Wenn alle Schülerinnen und Schüler diese Übung beendet haben und wieder auf ihren Plätzen sitzen, verstummt die Musik. Der Leiter des Rituals lenkt den Blick auf die Veränderung der Installation. Die zahlreichen Teelichter bilden nun einen großen Kreis und die Runddecke in der Mitte. „Wir sind so verschieden, aber alle haben wir unsere Wünsche in die Mitte getragen. Vielleicht haben wir ganz ähnlich Wünsche. Die bunten Friedenstauben sind ein Zeichen unserer Hoffnung, wir haben sie aus der Mitte nach außen getragen. Sie bilden nun einen großen bunten Kreis um unsere Wünsche herum.“

Die Schüler werden nun eingeladen, ein stilles und persönliches Ritual zu vollziehen. „Wenn der Wunsch, den wir nach innen getragen haben, ein ganz inniger Herzenswusch war, dann dürfen wir jetzt die Hand auf das Herz legen. Jeder der mag, kann das jetzt tun. Wer will, darf auch ein stilles Gebet sprechen. Niemand wird das hören, niemand wird es sehen. Nur wir selbst wissen, ob wir gebetet haben und was welche Gedanken wir uns gemacht haben.“

Da alle, die zur Schulgemeinschaft gehören, zur Teilnahme an diesem Ritual eingeladen sind, darf niemand durch die Aufforderung zu beten überwältigt werden. Glaubende aber haben an dieser Stelle die Möglichkeit, es zu tun, indem sie ein stilles Gebet „denken“. Mit dem Angebot, die Hand auf das Herz zu legen, wird allen Teilnehmenden eine Geste vorgeschlagen, die sie wahlweise religiös oder nicht religiös deuten können, eine christlich-inklusive Symbolhandlung.

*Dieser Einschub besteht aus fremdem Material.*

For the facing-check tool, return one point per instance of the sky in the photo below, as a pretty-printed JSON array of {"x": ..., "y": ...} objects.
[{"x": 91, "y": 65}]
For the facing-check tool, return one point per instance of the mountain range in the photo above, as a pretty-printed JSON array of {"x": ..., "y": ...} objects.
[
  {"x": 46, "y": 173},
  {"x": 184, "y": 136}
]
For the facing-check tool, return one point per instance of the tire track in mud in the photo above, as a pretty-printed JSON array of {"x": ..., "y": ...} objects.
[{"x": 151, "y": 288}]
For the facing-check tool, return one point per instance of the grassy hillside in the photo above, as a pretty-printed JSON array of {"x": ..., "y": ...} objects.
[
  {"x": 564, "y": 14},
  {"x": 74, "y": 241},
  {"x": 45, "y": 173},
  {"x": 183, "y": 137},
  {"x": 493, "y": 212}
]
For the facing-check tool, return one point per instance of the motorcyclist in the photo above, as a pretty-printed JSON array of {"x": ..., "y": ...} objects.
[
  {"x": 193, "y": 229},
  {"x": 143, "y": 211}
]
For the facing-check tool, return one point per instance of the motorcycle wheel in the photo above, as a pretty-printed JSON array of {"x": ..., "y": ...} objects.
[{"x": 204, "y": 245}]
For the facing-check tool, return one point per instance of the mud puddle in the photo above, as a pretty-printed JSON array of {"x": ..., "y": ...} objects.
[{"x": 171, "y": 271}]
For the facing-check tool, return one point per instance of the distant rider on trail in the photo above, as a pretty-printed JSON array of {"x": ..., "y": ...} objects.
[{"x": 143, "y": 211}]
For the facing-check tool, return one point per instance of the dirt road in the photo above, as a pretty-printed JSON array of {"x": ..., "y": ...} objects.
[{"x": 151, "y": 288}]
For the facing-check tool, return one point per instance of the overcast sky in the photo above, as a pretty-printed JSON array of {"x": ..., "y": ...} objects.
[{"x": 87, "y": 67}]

Am Ende erklingt die Musik erneut. Die Schülerinnen und Schüler gehen nacheinander, schweigend und in langsamem Tempo hinaus. Ein stummer Segen (durch Handauflegung) kann angeboten werden. Erst wenn die Schülerinnen und Schüler den Raum verlassen haben, reden sie wieder miteinander.